Mr. Forbrig said the solidity of German political institutions and sophistication of the mainstream press make it unlikely any Kremlin plan to interfere in the campaign will have a significant impact.

“At most, Russian interference can make the campaign rhetoric more virulent, add complexity to the party landscape, and complicate coalition building,” he wrote. “But if decades of German postwar politics are anything to go by, the end result will, nevertheless, be a functioning government. And, judging by her ratings, Merkel will be at the helm.”
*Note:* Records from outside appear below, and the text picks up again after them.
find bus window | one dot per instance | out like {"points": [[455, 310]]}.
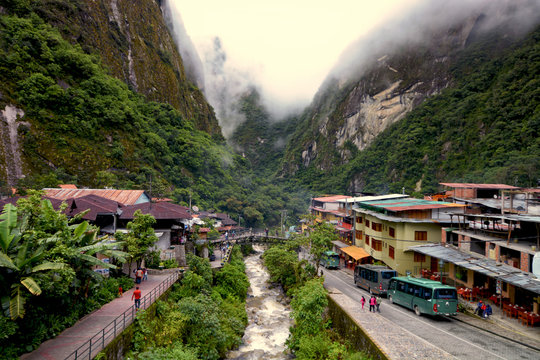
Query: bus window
{"points": [[445, 294], [388, 274]]}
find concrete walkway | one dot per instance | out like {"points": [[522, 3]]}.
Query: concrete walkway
{"points": [[498, 323], [99, 322]]}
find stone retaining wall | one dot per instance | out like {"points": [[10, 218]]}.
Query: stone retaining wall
{"points": [[346, 325]]}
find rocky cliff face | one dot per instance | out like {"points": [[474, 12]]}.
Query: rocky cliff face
{"points": [[384, 76], [350, 111], [133, 41]]}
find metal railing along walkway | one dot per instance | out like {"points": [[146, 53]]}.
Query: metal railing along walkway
{"points": [[96, 343]]}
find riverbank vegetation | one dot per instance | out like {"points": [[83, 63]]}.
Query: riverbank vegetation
{"points": [[203, 318], [312, 336], [47, 280]]}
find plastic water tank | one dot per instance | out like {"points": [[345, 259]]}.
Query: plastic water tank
{"points": [[536, 264]]}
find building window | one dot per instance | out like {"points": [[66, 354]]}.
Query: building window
{"points": [[419, 257], [461, 273]]}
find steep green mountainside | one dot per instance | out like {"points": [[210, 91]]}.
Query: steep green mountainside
{"points": [[133, 42], [483, 128], [261, 139], [66, 119]]}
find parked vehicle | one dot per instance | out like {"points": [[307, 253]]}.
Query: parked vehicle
{"points": [[373, 278], [424, 296], [330, 260]]}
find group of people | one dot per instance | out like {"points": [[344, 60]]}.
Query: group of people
{"points": [[374, 303], [141, 274], [483, 310]]}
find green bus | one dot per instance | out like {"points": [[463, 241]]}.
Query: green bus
{"points": [[424, 296], [373, 278], [330, 260]]}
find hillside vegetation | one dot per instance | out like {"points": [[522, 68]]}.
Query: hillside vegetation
{"points": [[84, 126], [484, 128]]}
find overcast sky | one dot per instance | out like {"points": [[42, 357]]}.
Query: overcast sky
{"points": [[288, 46]]}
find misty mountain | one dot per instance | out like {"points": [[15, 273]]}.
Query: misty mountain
{"points": [[430, 104]]}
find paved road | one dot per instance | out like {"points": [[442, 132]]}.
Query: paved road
{"points": [[456, 338]]}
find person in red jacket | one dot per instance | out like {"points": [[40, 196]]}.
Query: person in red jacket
{"points": [[137, 295]]}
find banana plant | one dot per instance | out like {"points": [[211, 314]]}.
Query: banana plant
{"points": [[18, 264]]}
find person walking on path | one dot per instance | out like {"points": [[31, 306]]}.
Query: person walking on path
{"points": [[478, 309], [372, 303], [138, 275], [137, 295]]}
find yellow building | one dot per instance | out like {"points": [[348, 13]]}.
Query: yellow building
{"points": [[387, 228]]}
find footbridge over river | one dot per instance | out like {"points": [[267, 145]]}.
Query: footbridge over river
{"points": [[226, 244]]}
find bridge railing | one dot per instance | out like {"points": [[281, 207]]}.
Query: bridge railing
{"points": [[102, 338]]}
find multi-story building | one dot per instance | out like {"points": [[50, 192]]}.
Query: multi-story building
{"points": [[387, 228], [492, 252]]}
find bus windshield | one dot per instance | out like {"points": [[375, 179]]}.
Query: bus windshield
{"points": [[388, 274], [445, 294]]}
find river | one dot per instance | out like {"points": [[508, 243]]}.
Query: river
{"points": [[268, 315]]}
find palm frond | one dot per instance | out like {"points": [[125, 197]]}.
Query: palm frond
{"points": [[16, 304], [31, 285], [8, 222], [5, 261], [49, 266]]}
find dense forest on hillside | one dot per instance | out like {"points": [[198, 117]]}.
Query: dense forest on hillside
{"points": [[483, 129], [83, 126], [260, 138]]}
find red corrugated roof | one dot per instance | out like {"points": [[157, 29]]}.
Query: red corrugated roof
{"points": [[162, 210], [67, 186], [126, 197], [480, 186], [95, 204], [332, 198]]}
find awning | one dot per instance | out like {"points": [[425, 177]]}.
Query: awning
{"points": [[355, 252], [484, 266], [339, 244]]}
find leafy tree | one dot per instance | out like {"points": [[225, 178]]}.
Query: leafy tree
{"points": [[19, 263], [321, 240], [140, 237]]}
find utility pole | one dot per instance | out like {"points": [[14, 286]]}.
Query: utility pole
{"points": [[190, 201], [283, 215]]}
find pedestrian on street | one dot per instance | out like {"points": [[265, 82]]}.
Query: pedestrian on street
{"points": [[138, 275], [372, 303], [488, 311], [478, 309], [137, 295]]}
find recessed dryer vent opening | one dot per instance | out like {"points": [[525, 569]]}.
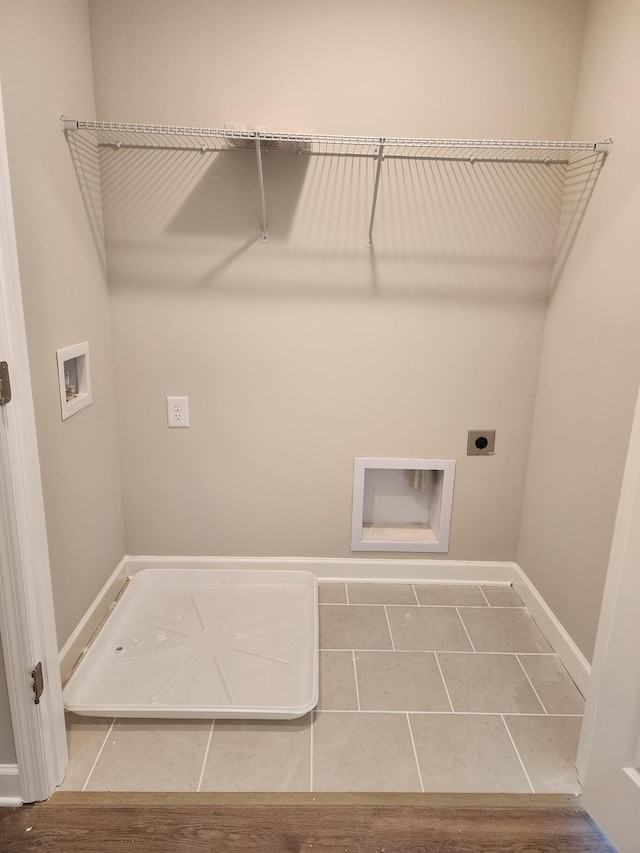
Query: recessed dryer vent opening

But Mr. Putin may for now be satisfying himself simply with keeping the pot boiling in the Russian-German population and seeing what happens down the road.

“That’s his hope, but even that, I don’t think is realistic,” said Mr. Geidel. “The Russian-speaking population would have to be far more active here to truly have an impact. The typical Russian-German citizen may have a Soviet mindset, but he does not protest here. There is no such culture of political activism among that population.

“Maybe Moscow’s strategy is just to make it appear as if Russia is strong and has influence,” he said. “If it appears to have the ability to meddle in elections, it makes them appear powerful. Maybe that’s the strategy at a moment when Russia itself, in reality, is unstable.”